He is a striking figure: a thin man wearing a light pink jacket and a tie. In a square I see him dancing alone to music that only he can hear. He keeps his eyes half closed. It is a beautiful sight that someone can be so absorbed in his own world. You used to see such eccentrics more often in Amsterdam, I have the impression. Would this be one of the last?

I want to talk to the man, although I think it’s a shame that I have to get him out of his trance.

“Haven’t I seen you here before?” I ask.

“That is possible.” He takes off his headphones. “I walk for miles through the city every day and if I feel like it, I go dancing somewhere. That’s gymnastics for me.”

“Do you always look so fine?”

He smiles. “I was born next to my mother’s sewing machine. She thought it was important that I dress well and I took that from her. Even when I used, I never looked like a junkie.”

We sit on a bench. Faroek (66) says that he moved with his parents from Paramaribo to the Netherlands in the mid-seventies. He had his MTS diploma and went to work in construction, but he was bullied there. “I couldn’t connect anywhere and then the crash started. First weed, then heroin. My luck was that my parents continued to support me.”

I liked going out and drinking, she didn’t. Now I don’t use alcohol anymore. I’m going to dance if I want to get into a daze

Faroek was an addict for four years, until he started drug addiction on his own. He started working again via Pantar, a social work company for people with a distance to the labor market. He married and raised two children. After thirty years he divorced his wife. “We were too different,” he says. “I liked going out and drinking, she didn’t. Now I don’t use alcohol anymore. I’ll dance if I want to go into a daze.”

“Don’t people bother you when you dance in the street?”

“I often don’t even see them, I’m so concentrated. Actors also have that when they are on stage: they know the audience is there, but it doesn’t hinder them.”

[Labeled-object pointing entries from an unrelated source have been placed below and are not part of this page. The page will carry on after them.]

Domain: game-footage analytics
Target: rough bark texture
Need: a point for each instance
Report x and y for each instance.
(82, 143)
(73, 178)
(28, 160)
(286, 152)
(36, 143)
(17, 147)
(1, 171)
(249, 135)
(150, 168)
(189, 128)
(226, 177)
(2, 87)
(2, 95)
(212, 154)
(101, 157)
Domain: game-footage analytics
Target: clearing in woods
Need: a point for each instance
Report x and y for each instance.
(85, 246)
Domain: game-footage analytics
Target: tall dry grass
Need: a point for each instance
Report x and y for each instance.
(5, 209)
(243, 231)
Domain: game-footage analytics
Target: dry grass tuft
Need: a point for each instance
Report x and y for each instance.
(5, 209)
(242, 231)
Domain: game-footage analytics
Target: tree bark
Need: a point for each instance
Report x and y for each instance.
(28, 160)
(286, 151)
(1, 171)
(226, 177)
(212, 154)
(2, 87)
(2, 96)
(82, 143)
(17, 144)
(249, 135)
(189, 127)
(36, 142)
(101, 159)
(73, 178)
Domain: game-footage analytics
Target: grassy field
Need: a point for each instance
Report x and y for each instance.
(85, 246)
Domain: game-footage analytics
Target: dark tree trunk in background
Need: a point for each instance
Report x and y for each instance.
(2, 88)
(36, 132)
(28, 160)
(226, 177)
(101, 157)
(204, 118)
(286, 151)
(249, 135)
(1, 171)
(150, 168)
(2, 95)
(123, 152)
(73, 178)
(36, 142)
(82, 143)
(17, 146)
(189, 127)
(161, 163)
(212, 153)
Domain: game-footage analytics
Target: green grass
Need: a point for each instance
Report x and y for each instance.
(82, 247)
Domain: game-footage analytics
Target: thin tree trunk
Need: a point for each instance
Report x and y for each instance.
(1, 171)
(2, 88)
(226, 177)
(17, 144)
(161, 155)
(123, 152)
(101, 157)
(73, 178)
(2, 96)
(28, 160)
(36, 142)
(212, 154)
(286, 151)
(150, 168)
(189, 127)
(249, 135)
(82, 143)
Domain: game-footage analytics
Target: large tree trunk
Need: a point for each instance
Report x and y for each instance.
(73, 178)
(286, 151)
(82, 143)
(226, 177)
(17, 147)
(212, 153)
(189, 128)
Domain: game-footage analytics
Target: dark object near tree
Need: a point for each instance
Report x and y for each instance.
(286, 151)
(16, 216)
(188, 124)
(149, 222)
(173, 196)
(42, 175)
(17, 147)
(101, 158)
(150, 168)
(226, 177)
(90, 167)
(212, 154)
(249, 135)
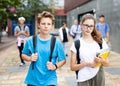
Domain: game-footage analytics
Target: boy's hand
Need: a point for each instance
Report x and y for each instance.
(34, 57)
(50, 66)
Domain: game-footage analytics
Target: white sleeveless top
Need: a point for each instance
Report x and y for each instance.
(87, 54)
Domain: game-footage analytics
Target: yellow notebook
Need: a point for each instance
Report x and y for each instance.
(102, 55)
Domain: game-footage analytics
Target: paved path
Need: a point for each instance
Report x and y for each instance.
(13, 75)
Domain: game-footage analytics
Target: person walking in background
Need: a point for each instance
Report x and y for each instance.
(88, 73)
(21, 32)
(43, 72)
(103, 28)
(64, 37)
(75, 30)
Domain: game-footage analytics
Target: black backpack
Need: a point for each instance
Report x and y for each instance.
(52, 44)
(23, 28)
(77, 46)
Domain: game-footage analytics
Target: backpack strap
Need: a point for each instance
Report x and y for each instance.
(100, 44)
(34, 42)
(52, 44)
(34, 39)
(23, 28)
(77, 46)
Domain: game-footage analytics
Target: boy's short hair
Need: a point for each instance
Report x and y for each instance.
(21, 18)
(101, 16)
(45, 14)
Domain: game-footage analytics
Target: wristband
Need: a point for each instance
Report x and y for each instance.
(56, 66)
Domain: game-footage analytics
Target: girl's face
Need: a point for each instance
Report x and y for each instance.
(102, 19)
(21, 22)
(88, 26)
(45, 26)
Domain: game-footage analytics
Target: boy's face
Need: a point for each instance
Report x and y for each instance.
(88, 26)
(21, 21)
(45, 26)
(102, 19)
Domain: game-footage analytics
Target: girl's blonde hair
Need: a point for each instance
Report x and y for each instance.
(95, 34)
(45, 14)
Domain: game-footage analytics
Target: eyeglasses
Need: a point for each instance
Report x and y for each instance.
(86, 26)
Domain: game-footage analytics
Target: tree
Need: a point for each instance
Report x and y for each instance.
(7, 10)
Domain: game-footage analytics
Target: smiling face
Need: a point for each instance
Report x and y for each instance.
(21, 22)
(88, 26)
(45, 25)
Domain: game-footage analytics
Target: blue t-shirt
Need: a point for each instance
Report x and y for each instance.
(103, 28)
(41, 76)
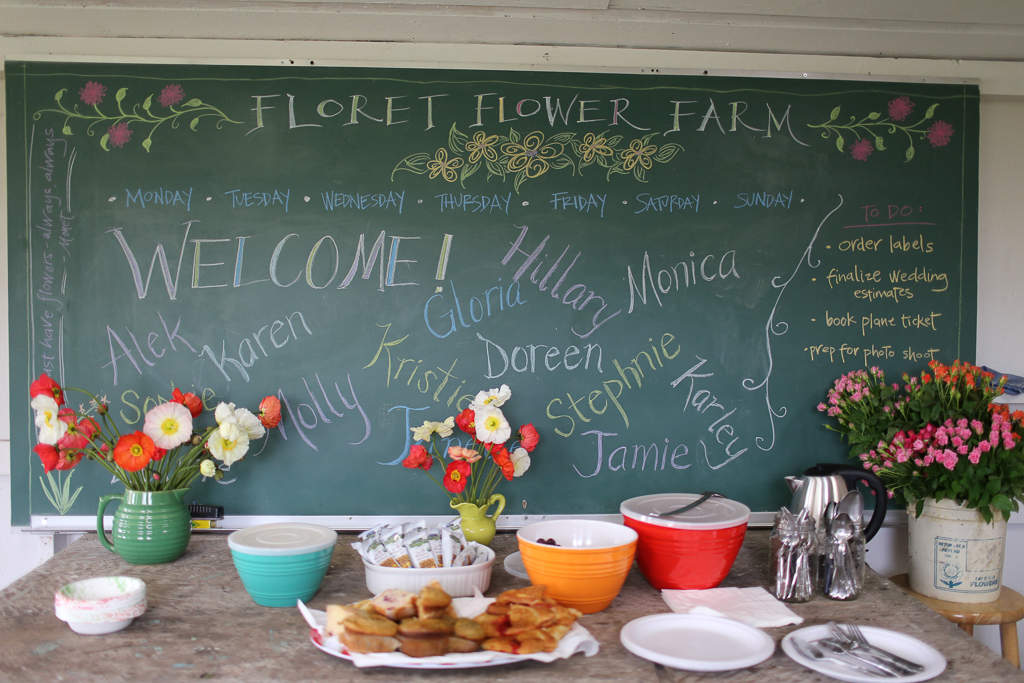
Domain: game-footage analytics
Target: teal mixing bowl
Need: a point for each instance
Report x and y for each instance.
(282, 563)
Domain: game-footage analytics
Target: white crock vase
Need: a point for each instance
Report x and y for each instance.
(955, 555)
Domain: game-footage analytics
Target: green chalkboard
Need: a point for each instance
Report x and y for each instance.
(669, 271)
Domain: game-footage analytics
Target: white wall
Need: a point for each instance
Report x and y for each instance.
(1000, 325)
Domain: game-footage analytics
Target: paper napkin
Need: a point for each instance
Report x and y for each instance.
(754, 606)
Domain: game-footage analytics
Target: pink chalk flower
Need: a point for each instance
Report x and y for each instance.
(92, 93)
(119, 134)
(939, 133)
(861, 150)
(900, 109)
(171, 94)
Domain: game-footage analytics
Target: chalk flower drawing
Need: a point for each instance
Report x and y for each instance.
(118, 122)
(528, 157)
(441, 165)
(595, 148)
(872, 126)
(482, 145)
(531, 156)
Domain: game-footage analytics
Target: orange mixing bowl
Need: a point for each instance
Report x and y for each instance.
(589, 565)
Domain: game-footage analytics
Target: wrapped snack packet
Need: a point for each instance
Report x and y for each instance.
(451, 546)
(373, 550)
(394, 542)
(419, 550)
(434, 537)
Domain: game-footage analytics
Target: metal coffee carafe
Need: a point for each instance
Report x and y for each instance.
(826, 483)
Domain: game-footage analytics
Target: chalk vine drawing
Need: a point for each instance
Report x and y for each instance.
(870, 127)
(526, 157)
(119, 124)
(777, 329)
(59, 496)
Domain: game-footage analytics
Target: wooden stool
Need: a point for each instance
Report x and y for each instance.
(1006, 611)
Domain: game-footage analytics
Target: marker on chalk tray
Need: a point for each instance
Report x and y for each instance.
(205, 516)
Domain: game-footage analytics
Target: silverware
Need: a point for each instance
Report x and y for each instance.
(811, 651)
(860, 642)
(708, 495)
(837, 647)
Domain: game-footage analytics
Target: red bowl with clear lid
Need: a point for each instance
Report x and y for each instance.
(692, 550)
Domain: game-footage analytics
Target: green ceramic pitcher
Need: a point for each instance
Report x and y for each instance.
(150, 526)
(476, 525)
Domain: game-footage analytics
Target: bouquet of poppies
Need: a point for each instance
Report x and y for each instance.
(939, 435)
(473, 470)
(169, 453)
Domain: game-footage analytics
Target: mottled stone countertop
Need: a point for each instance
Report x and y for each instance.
(201, 625)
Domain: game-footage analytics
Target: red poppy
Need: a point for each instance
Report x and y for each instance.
(418, 457)
(79, 433)
(189, 400)
(457, 476)
(133, 452)
(467, 421)
(56, 460)
(502, 459)
(269, 412)
(528, 437)
(44, 386)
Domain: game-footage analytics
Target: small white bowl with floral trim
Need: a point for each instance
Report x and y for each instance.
(100, 605)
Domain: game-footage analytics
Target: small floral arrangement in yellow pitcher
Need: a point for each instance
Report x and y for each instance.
(472, 472)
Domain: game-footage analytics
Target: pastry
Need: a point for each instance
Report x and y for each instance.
(371, 633)
(425, 637)
(467, 637)
(395, 604)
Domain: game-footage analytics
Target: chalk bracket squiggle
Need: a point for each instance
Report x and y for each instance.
(775, 328)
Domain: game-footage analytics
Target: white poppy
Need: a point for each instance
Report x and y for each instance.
(168, 425)
(492, 427)
(224, 412)
(51, 428)
(228, 442)
(249, 423)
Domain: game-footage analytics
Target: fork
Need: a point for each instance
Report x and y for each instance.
(812, 651)
(854, 638)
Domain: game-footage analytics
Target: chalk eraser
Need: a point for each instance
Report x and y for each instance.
(200, 511)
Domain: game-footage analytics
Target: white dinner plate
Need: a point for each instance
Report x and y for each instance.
(895, 642)
(514, 565)
(696, 642)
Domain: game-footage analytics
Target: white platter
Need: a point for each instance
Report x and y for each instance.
(895, 642)
(696, 642)
(577, 640)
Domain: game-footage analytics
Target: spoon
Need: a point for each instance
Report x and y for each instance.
(708, 495)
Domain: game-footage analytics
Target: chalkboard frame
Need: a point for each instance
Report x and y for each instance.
(968, 295)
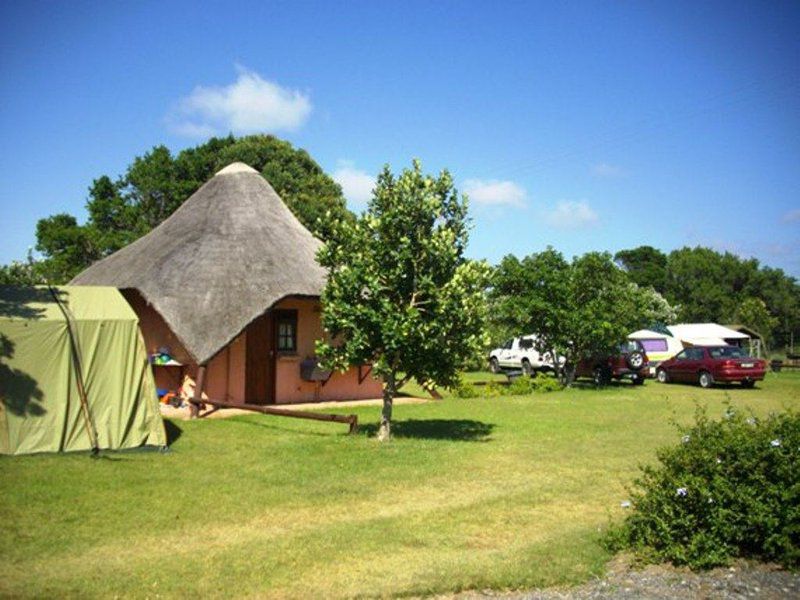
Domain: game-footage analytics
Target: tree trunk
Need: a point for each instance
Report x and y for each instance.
(385, 429)
(569, 374)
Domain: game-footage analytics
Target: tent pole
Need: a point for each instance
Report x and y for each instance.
(198, 391)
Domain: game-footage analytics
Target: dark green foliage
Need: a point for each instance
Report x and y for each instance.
(645, 265)
(400, 293)
(21, 273)
(521, 386)
(710, 286)
(577, 310)
(731, 489)
(157, 183)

“What kind of reactions do you get?”

“They clap or they shout something. When someone makes a comment, it says more about him than it does about me. A man just said to me: how many women have you hooked up so far? I replied: zero. I’m not there for the women.”

“So you dance only for the pleasure of dancing?”

“You dance better that way. The moves come naturally because you don’t think about how you come across to others. I’m not a great dancer at all, but that’s not the point. I want to feel free.”

“When I first saw you, you seemed to me from another time, when there was more tolerance.”

“Someone else has already said that, but I don’t know what to answer. Everyone sees in me what they want to see. I just keep dancing.”